Wednesday, 25 February 2015

A canal of two halves

 Longwood Junction with the stub of the original canal now boat club moorings
This  classic bit of footballing parlance is an apt description for the Daw End Branch which we travelled today.
The first half is wide, deep (well, mainly), pretty straight and decidedly urban. The second is winding, shallow, often narrow and remarkably countrified.
We'd returned from Angelsey Basin to Brownhills last night for some shopping and boat stuff so we retraced our route for the half mile back to Catshill Junction where we swung right under the bridge and onto the Daw End. There's another fine piece of sculpture on the offside at Catshill, though it's half submerged in the undergrowth now so easy to miss.
Somewhat overgrown but still a handsome piece of sculpture
The Daw End runs down the side of Clayhangar Common, the huge area of open space formed largely from old coal workings that forms the W&E boundary all the way from Pelsall.

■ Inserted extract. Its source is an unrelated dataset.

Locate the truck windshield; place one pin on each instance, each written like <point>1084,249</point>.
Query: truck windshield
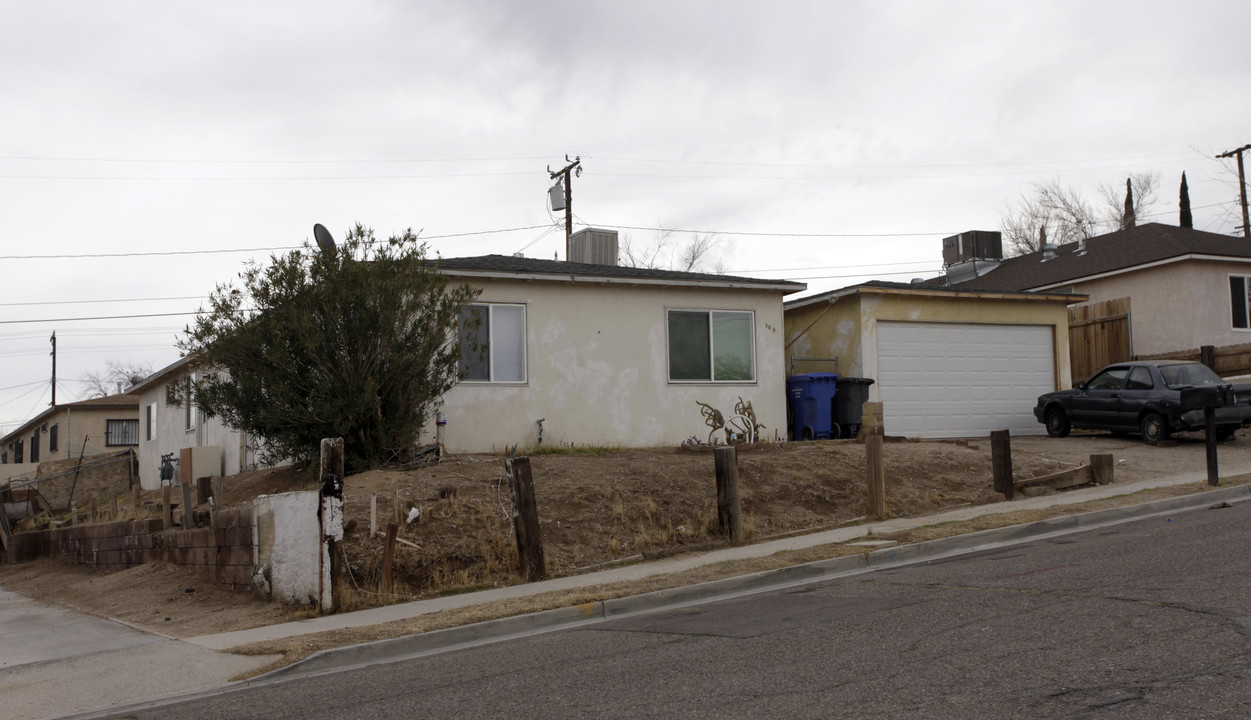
<point>1189,375</point>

On the other side are smart, modern estate houses so the canal has a trimmed, rubbish free appearance – especially enjoyable on an almost warm sunny day.
For two miles and more it runs in a high embankment, towering over nearby houses and the surrounding land whose gradual subsidence due to mining and quarrying has caused the canal sides to be gradually heightened to preserve its integrity.
Dredging and rebuilding the canal offside
Rescue for a grounded workboat





















It was quite a surprise to discover work boats on the canal here – they were dredging the canal bed and then using the material to once again raise the level of the offside canal bank in this endless task. A little further along we did our good deed of the day by hauling a pusher tug and loaded butty from the shallows where it was stuck.
Some of the bridges on this canal are surprisingly low as well as being sited on tight S-bends. I had been too busy photographing a canalside sculpture of a larger than life angler to grasp this fact until almost too late and had to whip our back cabin chimney off only seconds before Walsall Wood bridge did it for me!
One angler who doesn't get grumpy with passing boaters
Houses give way to industry here on the off-side but it's large scale, tidy industry not the small units that often use the cut as a waste tip. Meanwhile on the towpath side a vast – and I mean vast – quarry appears with toy-like excavators working far below. It's mining the raw materials of an adjacent  big brick and tile plant. Huge deposits of clay were found soon after the canal was built and there are a number of working or disused quarries nearby.
The base of this vast quarry is far, far below
Sitting among the industrial units here is the little Aldridge Marina with pump-out facilities for passing boats (who can also moor at a noisy 24-hour spot nearby.) Shortly afterwards the canal starts a big looping swing, rather like a mirror image of East Anglia's coastal bulge.
From town to country and picturesque brick bridges
Then quite suddenly industry vanishes and we are into farmland with scarcely a house in sight, on a gently wandering canal marked by traditional red brick accommodation bridges. It's a bit shallow but still no great problem, even for us.
Named after John Brawn, BCN engineer
Brawn's Bridge, named after a BCN engineer, carries a plaque to say as much but at the next bridge housing intrudes briefly and with it disgusting fly-tipping; a puzzling pile of loft insulation on the towpath with old house windows in the side nearby and a stream of used beer cans opposite. It's the only rubbish of note we saw on the trip but still very sad.
There are quiet, rural moorings at an old lime quarry, now a nature reserve – the huge rings are a reminder that lime was another important cargo for the canal.
Indeed its original terminus was pretty much where we are now. Here the canal ended at Hay Head lime workings but when the line was extended the spot became Longwood Junction and the original arm is now a stub used as a mooring base by the Longwood Boat Club.
It's a quiet spot with a golf course and countryside all around yet only ten minutes by road from Walsall where we will be heading tomorrow by bus.